Image Source: Arc Technica

Is Apple’s decision to allow in-app purchases a win for crypto?

The long legal struggle between Apple and Epic Games, the creators of Fortnite, is finally over. The court argument was over how Apple’s App Store handled in-game purchases for games. Whenever you make a purchase on the App Store, Apple deducts 30%, and it deducts 30% if you make a purchase of game-related merchandise.

Apple enforced this by requiring in-game transactions to be made through the App Store rather than through the game’s payment system. For example, if you wanted to buy a character skin in Fortnite for mobile, you’d have to use the store’s associated payment system.

Image Source: Arc Technica

Epic opted to get around this by embedding a payment method in the mobile version of Fortnite that was not tied to the App Store, allowing them to keep 100% of the money from in-game item sales.

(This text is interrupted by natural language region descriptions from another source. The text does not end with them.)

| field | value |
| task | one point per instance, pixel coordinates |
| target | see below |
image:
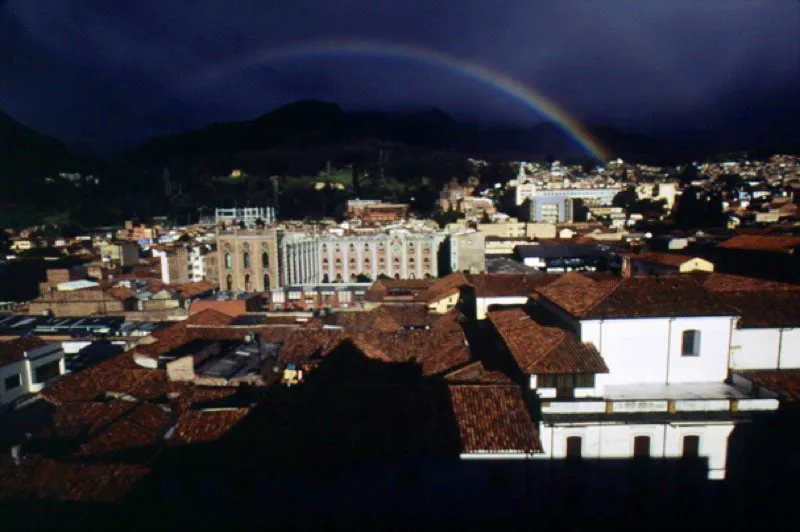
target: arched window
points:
(641, 447)
(574, 447)
(691, 446)
(690, 345)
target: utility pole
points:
(275, 195)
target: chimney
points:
(627, 271)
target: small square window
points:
(690, 345)
(12, 382)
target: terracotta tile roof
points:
(76, 420)
(542, 350)
(120, 292)
(476, 373)
(446, 286)
(303, 344)
(143, 427)
(436, 349)
(42, 478)
(667, 259)
(577, 293)
(659, 296)
(203, 426)
(493, 419)
(195, 289)
(14, 350)
(774, 244)
(604, 297)
(786, 383)
(108, 376)
(509, 284)
(210, 317)
(726, 282)
(765, 309)
(383, 288)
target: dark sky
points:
(107, 74)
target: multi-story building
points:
(249, 216)
(278, 258)
(550, 209)
(375, 211)
(28, 364)
(123, 253)
(399, 255)
(466, 252)
(590, 196)
(247, 260)
(300, 260)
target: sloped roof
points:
(668, 259)
(476, 373)
(602, 296)
(493, 419)
(14, 350)
(542, 350)
(43, 478)
(509, 284)
(203, 426)
(577, 293)
(786, 383)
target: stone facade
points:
(247, 260)
(400, 256)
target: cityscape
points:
(379, 317)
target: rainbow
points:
(506, 84)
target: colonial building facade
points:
(247, 260)
(399, 256)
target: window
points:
(46, 372)
(13, 381)
(691, 446)
(641, 447)
(565, 381)
(574, 447)
(690, 346)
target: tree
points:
(447, 217)
(580, 212)
(696, 209)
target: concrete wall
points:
(482, 304)
(648, 351)
(15, 368)
(610, 441)
(765, 349)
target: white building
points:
(628, 367)
(246, 215)
(27, 365)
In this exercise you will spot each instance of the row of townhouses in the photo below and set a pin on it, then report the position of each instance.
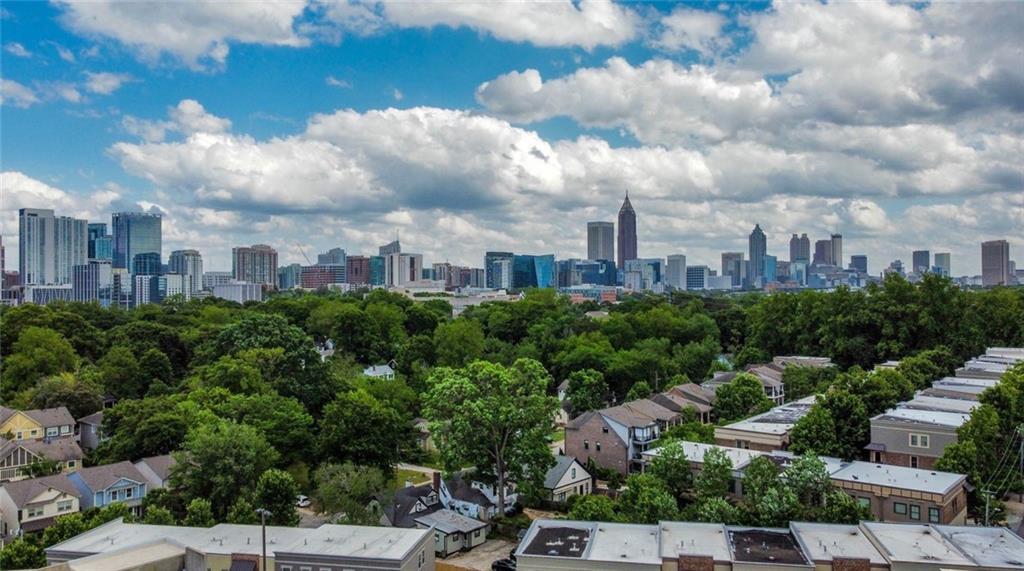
(570, 545)
(915, 433)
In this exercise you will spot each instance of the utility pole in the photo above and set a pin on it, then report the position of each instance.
(262, 521)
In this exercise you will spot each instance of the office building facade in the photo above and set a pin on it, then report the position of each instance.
(255, 264)
(532, 271)
(995, 263)
(733, 266)
(675, 272)
(600, 240)
(758, 246)
(627, 232)
(498, 269)
(189, 264)
(134, 233)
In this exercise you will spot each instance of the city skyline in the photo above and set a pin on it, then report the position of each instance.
(93, 114)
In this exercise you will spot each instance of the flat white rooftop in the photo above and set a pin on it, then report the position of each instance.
(695, 451)
(921, 401)
(899, 477)
(990, 546)
(694, 538)
(914, 415)
(914, 543)
(359, 541)
(825, 541)
(625, 542)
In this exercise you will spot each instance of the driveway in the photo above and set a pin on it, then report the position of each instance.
(481, 556)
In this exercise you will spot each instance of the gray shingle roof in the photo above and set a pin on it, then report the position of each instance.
(101, 477)
(448, 521)
(562, 465)
(24, 490)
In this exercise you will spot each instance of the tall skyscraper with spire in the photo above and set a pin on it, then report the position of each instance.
(758, 247)
(627, 232)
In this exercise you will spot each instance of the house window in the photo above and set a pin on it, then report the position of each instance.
(919, 440)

In retaliation, Apple completely removed Fortnite from the App Store.

Given Apple’s monopolistic position in the phone and mobile application markets, Epic felt this to be excessively monopolistic behavior. While not necessarily monopolistic, the judge recognized that it was anti-competitive activity. Apple was then barred from requiring developers to utilize the App Store’s payment mechanism in the future, enabling them to use any payment system they want.

However, this could have ramifications beyond Epic receiving 100% of Fortnite skin sales. Epic Games is currently embroiled in a similar legal battle with Google, which controls the vast majority of the Android software and app industry. Google charges the same commission as Apple, and now that a legal precedent has been established, the ruling, in this case, is likely to be similar.

If both Apple and Google are barred from enforcing how payments function in apps on their respective stores, developers will be free to include any type of call-to-action or payment system they choose in their apps. Previously, app payments had to be sent in fiat currency because they had to go through Apple’s system, but now developers can use Bitcoin instead.

Spotify, which has been a vocal critic of Apple’s App Store and filed a complaint with the European Union’s antitrust enforcement commission, said it was pleased with the part of the ruling that said Apple’s conduct was anti-competitive and barred its anti-steering rule, and hoped it would lead to more similar decisions.

In a statement, Spotify’s head of global affairs and chief legal officer Horacio Gutierrez said, “This and other developments around the world show that there is a strong need and momentum for legislation to address these and many other unfair practices, which are designed to hurt competition and consumers.”